Secondo A.Ba.Co., questa scelta creerebbe un evidente conflitto di interessi, compromettendo la necessaria terzietà delle verifiche. “Affidare a un ente gestore il monitoraggio della qualità del servizio che esso stesso eroga equivale a chiedere all’oste se il suo vino è buono”, ha dichiarato l’associazione in un comunicato.

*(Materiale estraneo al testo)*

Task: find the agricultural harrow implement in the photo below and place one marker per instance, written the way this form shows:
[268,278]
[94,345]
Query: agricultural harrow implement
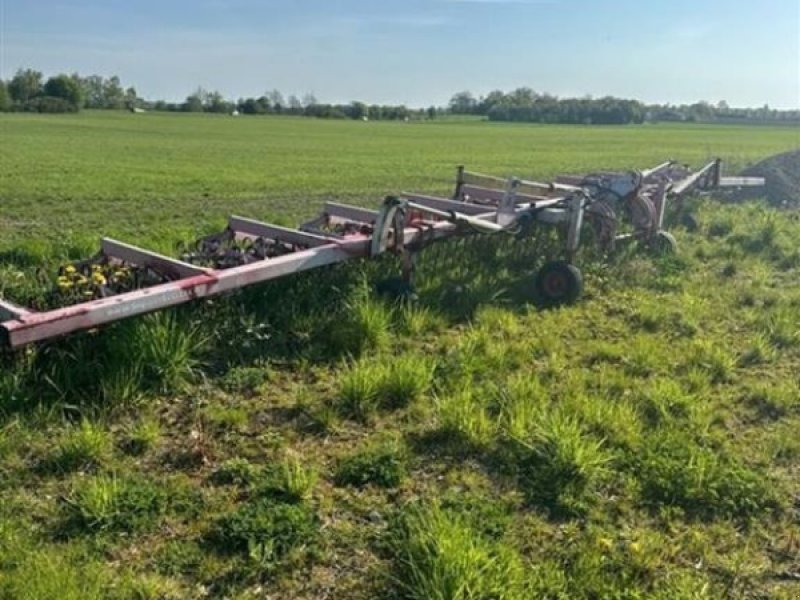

Preoccupazioni per la trasparenza
L’associazione ha manifestato preoccupazione per quella che considera una progressiva marginalizzazione del ruolo di organismi pubblici come Asl e Arpa, che sono istituzionalmente chiamati a svolgere funzioni di controllo e garanzia. Questa prospettiva, secondo A.Ba.Co., potrebbe minare la trasparenza e la fiducia dei cittadini nel sistema di monitoraggio della qualità dell’acqua.
Nel documento, l’associazione ha avanzato due richieste specifiche. La prima è l’istituzione di un Osservatorio Popolare Permanente, composto da cittadini e tecnici indipendenti, incaricato di vigilare costantemente sulla qualità della risorsa idrica attraverso controlli certificati da laboratori terzi. Contestualmente, viene richiesta la sospensione del pagamento per i servizi idrici fino a quando non verranno garantiti controlli adeguati.